Monday, June 04, 2007

 

Portrait of a Greek Teacher

Edmund Wilson, The Triple Thinkers: Twelve Essays on Literary Subjects (London: John Lehmann, 1952), p. 224:
I have found out from later experience that it requires a rare blend of qualities for a man or a woman to teach Greek well: he must have a real taste for Greek (which seems rarer than a taste for Latin), a real feeling for its luminosity and subtlety, its nobility and naiveté, a lively imaginative picture of the civilization behind it; and he must, at the same time, be capable of insisting on the high degree of intellectual discipline that is needed to keep the class up to the effort demanded by the difficulties of the subject--difficulties which do not consist merely of the more or less automatic application of formulas one has learned, but involve, along with accurate memory, a certain precision of feeling, in which one can be trained by an adept but which cannot be learned by rote.
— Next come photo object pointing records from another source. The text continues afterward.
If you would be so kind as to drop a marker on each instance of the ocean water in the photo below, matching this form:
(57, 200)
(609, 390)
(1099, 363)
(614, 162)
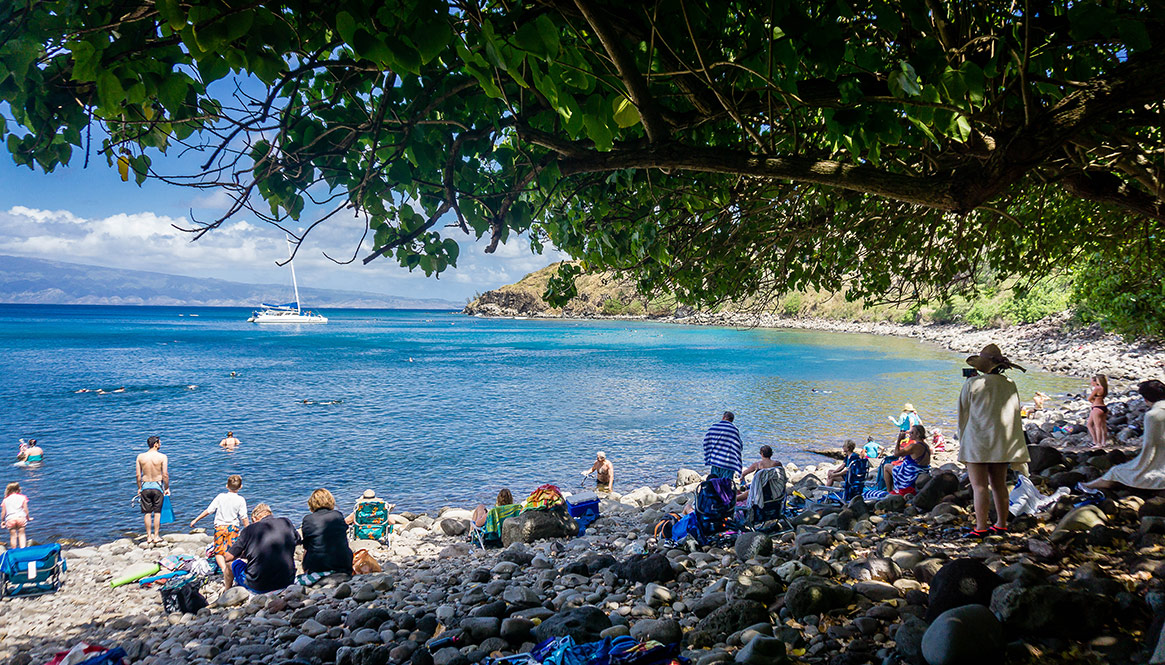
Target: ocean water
(433, 408)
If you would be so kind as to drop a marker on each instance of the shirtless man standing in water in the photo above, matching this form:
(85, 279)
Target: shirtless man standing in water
(153, 483)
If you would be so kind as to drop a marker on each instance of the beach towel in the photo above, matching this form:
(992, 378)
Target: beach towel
(167, 516)
(312, 579)
(89, 655)
(1026, 500)
(543, 499)
(496, 515)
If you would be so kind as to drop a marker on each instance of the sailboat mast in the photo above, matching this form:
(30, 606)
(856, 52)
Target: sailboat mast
(294, 283)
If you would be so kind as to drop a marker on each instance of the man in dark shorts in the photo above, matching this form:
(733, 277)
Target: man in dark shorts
(153, 485)
(262, 557)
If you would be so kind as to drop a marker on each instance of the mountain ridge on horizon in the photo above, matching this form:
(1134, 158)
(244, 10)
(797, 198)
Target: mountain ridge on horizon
(42, 282)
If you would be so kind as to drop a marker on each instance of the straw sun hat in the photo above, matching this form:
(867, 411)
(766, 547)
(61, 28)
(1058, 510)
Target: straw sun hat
(991, 358)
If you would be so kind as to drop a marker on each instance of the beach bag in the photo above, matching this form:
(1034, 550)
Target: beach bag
(182, 598)
(362, 563)
(662, 530)
(543, 499)
(684, 526)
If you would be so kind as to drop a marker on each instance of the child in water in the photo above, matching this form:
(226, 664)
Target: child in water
(14, 515)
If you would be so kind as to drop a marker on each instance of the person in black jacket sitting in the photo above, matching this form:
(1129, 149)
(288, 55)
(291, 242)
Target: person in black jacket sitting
(262, 557)
(325, 537)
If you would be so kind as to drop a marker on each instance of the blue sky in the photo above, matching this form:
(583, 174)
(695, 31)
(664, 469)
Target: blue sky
(89, 216)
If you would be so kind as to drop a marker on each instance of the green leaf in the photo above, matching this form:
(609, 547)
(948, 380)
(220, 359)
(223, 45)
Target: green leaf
(452, 249)
(431, 39)
(171, 13)
(108, 90)
(626, 113)
(346, 26)
(959, 128)
(549, 33)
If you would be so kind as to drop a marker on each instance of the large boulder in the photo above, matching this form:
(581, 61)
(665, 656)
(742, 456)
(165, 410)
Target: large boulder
(939, 486)
(727, 618)
(642, 497)
(959, 582)
(876, 568)
(645, 568)
(753, 544)
(762, 650)
(816, 595)
(968, 635)
(538, 524)
(583, 623)
(1047, 610)
(1043, 458)
(909, 638)
(662, 630)
(1082, 518)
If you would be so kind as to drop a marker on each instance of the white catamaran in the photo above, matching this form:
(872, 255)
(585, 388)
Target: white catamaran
(287, 312)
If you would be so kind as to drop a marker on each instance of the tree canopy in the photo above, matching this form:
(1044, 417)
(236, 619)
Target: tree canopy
(708, 148)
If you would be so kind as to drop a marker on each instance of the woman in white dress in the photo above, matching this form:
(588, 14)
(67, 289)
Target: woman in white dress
(1145, 471)
(990, 436)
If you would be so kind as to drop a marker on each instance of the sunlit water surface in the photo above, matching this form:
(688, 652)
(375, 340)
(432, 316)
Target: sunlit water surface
(435, 408)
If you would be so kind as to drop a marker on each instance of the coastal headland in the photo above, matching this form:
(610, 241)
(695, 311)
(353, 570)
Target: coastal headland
(1051, 344)
(863, 582)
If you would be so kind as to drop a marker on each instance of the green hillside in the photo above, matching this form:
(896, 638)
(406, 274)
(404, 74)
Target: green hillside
(606, 295)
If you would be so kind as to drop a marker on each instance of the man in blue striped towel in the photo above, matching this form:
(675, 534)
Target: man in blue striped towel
(722, 447)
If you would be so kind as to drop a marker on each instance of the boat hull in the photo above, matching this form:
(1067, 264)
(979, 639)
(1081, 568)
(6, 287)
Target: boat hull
(266, 318)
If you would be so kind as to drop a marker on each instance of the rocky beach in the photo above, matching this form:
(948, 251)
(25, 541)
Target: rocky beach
(887, 581)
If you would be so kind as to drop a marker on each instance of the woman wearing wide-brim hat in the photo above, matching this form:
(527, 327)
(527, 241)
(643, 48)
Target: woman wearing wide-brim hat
(990, 436)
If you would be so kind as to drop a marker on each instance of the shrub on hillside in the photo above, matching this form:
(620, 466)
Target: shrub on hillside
(1125, 295)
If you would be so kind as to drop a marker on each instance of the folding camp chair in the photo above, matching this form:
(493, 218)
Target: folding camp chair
(32, 571)
(854, 482)
(371, 521)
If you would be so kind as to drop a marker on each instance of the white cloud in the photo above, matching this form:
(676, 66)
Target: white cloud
(247, 252)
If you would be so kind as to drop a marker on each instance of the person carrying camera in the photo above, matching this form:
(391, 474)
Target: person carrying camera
(990, 436)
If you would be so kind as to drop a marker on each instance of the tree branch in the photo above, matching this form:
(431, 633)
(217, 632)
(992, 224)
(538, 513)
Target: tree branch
(636, 85)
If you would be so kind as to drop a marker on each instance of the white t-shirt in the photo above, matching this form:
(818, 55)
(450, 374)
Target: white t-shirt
(228, 509)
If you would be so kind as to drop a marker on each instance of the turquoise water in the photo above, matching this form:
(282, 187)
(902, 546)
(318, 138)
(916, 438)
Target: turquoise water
(484, 403)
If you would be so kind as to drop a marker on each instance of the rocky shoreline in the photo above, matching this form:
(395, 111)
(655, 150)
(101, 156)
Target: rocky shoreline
(887, 581)
(1051, 344)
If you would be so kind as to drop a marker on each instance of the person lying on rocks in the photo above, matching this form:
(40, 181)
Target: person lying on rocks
(505, 497)
(1146, 471)
(262, 557)
(835, 475)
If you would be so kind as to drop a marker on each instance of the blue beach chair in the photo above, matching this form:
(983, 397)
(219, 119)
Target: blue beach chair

Mr. Rolfe was the perfect Hellenist. He made you get everything exactly right, and this meant a good deal of drudgery. But one was also always made to feel that there was something worth having there behind the numbered paragraphs and paradigms of Goodwin's Greek grammar, the grim backs and fatiguing notes of the Ginn texts 'for the use of schools'--something exhilarating in the air of the classroom, human, heroic and shining. The prospect of knowing this marvellous thing lent the details excitement--and so it did the daily contest between Mr. Rolfe and you, which eventually became quite jolly. You felt that he was not unkind, that he merely wanted people to learn Greek, that teaching people Greek was an exalted aim to which he had devoted his life, and that he only became really unpleasant with students who did not want to learn it.